When To Pay Your Estimated Taxes?

When you have taxes deducted from your paychecks throughout the year, the IRS receives periodic payments. Your employer is responsible for submitting the funds by the due date. Taxes for freelancers work the same way, but in this case, you are obliged to pay anticipated taxes in the same manner on your own. Every three months, you must give the IRS these quarterly payments.

If you are self-employed and expect owing $1,000 or more in taxes at tax time, you must pay expected taxes throughout the year. These payments should represent the income tax you owe for the most recent quarter.
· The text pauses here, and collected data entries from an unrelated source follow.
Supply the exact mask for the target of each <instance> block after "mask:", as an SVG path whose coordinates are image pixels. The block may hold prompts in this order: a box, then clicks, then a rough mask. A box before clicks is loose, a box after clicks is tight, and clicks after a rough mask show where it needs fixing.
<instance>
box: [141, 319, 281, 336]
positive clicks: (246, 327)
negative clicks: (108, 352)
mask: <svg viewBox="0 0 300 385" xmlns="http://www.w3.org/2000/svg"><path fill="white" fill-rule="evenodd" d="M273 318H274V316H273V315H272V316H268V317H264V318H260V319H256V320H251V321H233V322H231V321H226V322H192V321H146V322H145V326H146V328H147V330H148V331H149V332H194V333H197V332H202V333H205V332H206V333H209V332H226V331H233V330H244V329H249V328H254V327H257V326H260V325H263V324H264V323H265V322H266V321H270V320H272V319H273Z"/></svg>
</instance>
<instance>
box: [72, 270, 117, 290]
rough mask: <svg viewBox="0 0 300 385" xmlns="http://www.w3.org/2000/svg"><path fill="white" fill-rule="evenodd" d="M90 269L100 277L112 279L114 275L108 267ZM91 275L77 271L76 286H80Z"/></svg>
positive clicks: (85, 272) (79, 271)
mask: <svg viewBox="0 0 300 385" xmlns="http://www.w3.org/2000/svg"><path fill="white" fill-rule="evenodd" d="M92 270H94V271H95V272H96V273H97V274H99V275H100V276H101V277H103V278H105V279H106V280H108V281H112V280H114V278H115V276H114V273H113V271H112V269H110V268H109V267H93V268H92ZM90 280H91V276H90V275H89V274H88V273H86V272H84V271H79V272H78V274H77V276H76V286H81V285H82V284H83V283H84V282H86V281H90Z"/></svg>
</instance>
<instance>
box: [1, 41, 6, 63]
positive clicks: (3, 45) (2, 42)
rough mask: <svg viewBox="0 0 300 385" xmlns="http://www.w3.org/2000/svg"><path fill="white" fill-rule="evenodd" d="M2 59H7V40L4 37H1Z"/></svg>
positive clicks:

Tax payments are usually due on the following dates:

  • The current year's April 15th
  • The current year's June 15th
  • The current year's September 15th
  • The following year, on January 15th,

Penalties For Late Tax Payments 

Besides being aware of the tax deadlines, learning how to do taxes as a freelancer also requires knowing what happens when you do not file taxes on time. Based on your income and the amount of tax you owed in the prior year, the IRS may apply additional tax charges if you fail to pay your quarterly taxes or estimated taxes on time. However, you may not be required to pay tax penalties if you have underpaid your estimated tax payment, provided that:

  • Your expected tax payments equal 100% of your tax liability from the prior year.
  • At the very least, you've paid 90% of your current year's tax due.
  • After subtracting your credits and withholdings, you owe less than $1,000 in taxes.

Remember that paying expected quarterly taxes does not exempt you from filing your taxes by the next year's Tax Day. Your state, federal and local tax returns must still be filed. After calculating the amount of estimated taxes you've paid, you'll be able to know if you still owe extra taxes or are eligible for a tax refund.

Conclusion 

There has never been a better time to be a freelancer. Today's content creators have more opportunities than ever before. If you are good at writing, photography, videography design, or social media, you can generate your own content or content for others. Doing so, however, renders you a self-employed individual, making you liable to self-employment taxes, and makes learning how to do taxes as a freelancer far more important than you might have imagined. 

This comes with a certain amount of responsibility in calculating and filing your taxes on time. And, if you wish to deduct any business expenses you incur while creating content from your taxable earnings and save more of your revenues, you should keep track of them and hire a professional to make sure you file your taxes flawlessly.